“Mengapa, ya,
aku yang selalu harus mengerjakan semuanya?” tanya Marnie dalam hati. Air
matanya menetes seiring tetesan gerimis yang jatuh membasahi atap sekolah.
Marnie memang
anak yang berbeda. Dia mungkin tidak secantik anak-anak perempuan lain di
sekolahnya, tetapi ia memiliki hati yang paling murni dan otak yang paling
cemerlang. Ia sangat mudah bergaul. Ia juga mempunyai teman dekat sejak kecil
yang bernama Melanie. Sayangnya, ada geng anak jahat yang selalu membully dia, memanfaatkannya, dan merendahkannya.
“Anak-anak,
untuk tema pelajaran ini, kita tidak akan mengadakan ulangan, tapi untuk nilai
kalian, kalian harus membuat projek,” kata Bu Peterson, guru fisika untuk kelas
7A. “Apa projeknya?” tanya Melanie. “Kalian harus membuat presentasi tentang
gaya. Oh ya, projek ini juga kerja kelompok, jadi kalian semua akan dibagi
menjadi enam kelompok, empat anak dalam setiap kelompok,” jawab Bu Peterson.

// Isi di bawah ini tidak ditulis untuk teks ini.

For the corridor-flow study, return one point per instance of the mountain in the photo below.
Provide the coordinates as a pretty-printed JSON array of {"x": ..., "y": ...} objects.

“Boleh tidak kami memilih sendiri teman sekelompoknya?” tanya Colin, salah satu
anggota geng anak jahat yang sering membully
Marnie. “Tidak, Colin. Untuk projek ini, anggota-anggota kelompoknya akan
diundi,” jelas Bu Peterson. “Tidak ada pertanyaan lagi? Baiklah, kalau begitu
kita undi sekarang, ya, kelompok-kelompoknya.”
Marnie tidak
pernah menyukai pengundian ini. Ia berharap untuk tidak dalam satu kelompok
dengan siapa pun dari geng anak jahat: Colin, Roxy, Tom, atau Jadis.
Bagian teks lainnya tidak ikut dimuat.